Comte based his idea of social unity not only on the organic or naturalistic analogy, but on consensus or psychical community. Of late it is the latter concept which has been elaborated. The idea of a social or group-spirit is not new: it is a philosophical notion of long standing. The Zeitgeist, the popular will, public opinion, were familiar phrases long before the days of social psychology. Spencer, Schäffle, and Lilienfeld recognized the psychical
(805) nature of society, but their attention was too much fixed upon the rounding out of their analogies. They assumed what others have sought to analyze. The concept of the social mind is playing a more and more important part. It was a somewhat mystical idea with the founders of Völkerpsychologie, Lazarus and Steinthal, but it has become increasingly concrete and definite, until it may perhaps be regarded as the most fruitful field of contemporary sociological research. The need of such a theory was made clear by the failure of the biological school to supply an adequate explanation of social unity. Mere division of labor and an interdependence almost wholly economic left too much to be desired.

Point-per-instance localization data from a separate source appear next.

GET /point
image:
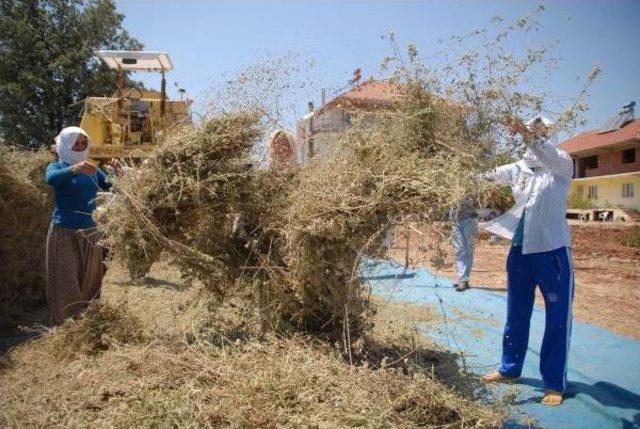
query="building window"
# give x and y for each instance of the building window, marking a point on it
(627, 190)
(629, 156)
(590, 162)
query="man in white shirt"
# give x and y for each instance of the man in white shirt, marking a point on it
(540, 256)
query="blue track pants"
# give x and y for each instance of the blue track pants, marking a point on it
(553, 273)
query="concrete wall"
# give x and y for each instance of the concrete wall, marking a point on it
(609, 191)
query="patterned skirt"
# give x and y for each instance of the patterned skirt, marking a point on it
(74, 271)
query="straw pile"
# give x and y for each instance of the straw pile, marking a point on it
(25, 214)
(203, 376)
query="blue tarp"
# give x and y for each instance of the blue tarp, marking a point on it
(604, 367)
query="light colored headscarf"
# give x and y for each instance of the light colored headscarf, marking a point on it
(64, 145)
(529, 157)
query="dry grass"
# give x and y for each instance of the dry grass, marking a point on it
(184, 372)
(25, 214)
(292, 241)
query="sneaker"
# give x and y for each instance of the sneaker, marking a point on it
(462, 286)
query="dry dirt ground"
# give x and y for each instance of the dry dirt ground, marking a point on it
(607, 273)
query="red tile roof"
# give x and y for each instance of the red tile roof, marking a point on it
(369, 94)
(593, 140)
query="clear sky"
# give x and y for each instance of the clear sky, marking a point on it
(209, 40)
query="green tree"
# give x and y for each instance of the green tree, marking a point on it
(47, 63)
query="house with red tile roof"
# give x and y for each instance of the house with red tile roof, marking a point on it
(317, 130)
(607, 163)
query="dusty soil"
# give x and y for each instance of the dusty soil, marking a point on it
(607, 273)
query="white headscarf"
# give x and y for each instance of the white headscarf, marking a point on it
(64, 145)
(530, 158)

Beginning with a general statement like this from Lazarus, "A people is a collection of men who regard themselves a people. It is the spiritual achievement of those who compose it, who ceaselessly create it," it is instructive to trace the gradual closing-in upon the problem. Lewes made several illuminating observations. Psychologists like Wundt, James, and Baldwin were irresistibly drawn over into the new field. The phenomena of group opinion, feeling, and conduct began to be studied in earnest. Tarde announced his process of imitation, opposition, and invention; Giddings contributed "consciousness of kind" and outlined the "integration of the social mind; " Simmel based group-unity on common symbols, obedience, loyalty, and consciousness of group-honor;  Hauriou suggested the analysis into (1) grouping and the feeling of grouping, (2) individuality and the feeling of individuality, and (3) conciliation; Baldwin offered his "dialectic" of personal and social growth; and Ross published a keenly analytic study of social control. More-over, Boris-Sidis, Le Bon, Ross, Tarde, and Sighele made important contributions to the morbid psychology of the group, as displayed in mental epidemics and mob violence.

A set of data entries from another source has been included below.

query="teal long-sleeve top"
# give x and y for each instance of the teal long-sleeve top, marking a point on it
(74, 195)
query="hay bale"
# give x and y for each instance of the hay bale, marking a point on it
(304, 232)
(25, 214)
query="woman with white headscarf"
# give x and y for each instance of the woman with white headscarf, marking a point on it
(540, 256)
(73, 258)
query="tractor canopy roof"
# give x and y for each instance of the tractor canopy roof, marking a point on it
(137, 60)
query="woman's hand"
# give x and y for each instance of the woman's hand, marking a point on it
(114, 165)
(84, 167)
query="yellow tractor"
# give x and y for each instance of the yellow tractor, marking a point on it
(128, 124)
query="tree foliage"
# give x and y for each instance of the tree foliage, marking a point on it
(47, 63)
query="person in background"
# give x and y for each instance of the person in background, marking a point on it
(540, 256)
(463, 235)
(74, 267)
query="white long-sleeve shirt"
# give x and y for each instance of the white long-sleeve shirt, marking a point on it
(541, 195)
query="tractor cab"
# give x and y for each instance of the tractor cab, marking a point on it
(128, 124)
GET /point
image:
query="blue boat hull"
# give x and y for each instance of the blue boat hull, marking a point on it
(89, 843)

However various and conflicting these different theories may seem at first glance, they are actually in most cases complementary, and together they afford an admirable working theory. The rôle of suggestion is recognized as fundamentally important; the sub-ordination of reflection to feeling, the persistence of custom and habit, the predominance of unconscious ford, the function of leadership, the control by group ideals. the modification of these ideals in adjustment to the changing conditions which the group confronts, the devices by which the group cozens its members into conformity — all these aspects have been combined into a psycho-
( 806) -logy of group organization and activity which demands nothing less than a renovation of the assumptions of all the social sciences. The "consent of the governed" theory, the theory of value, the ideas of property, sovereignty, inalienable rights, free-will, must all reckon with social psychology. Indeed, there are those who go so far as to say that sociology as a science will turn out to be nothing else than this psychology of association.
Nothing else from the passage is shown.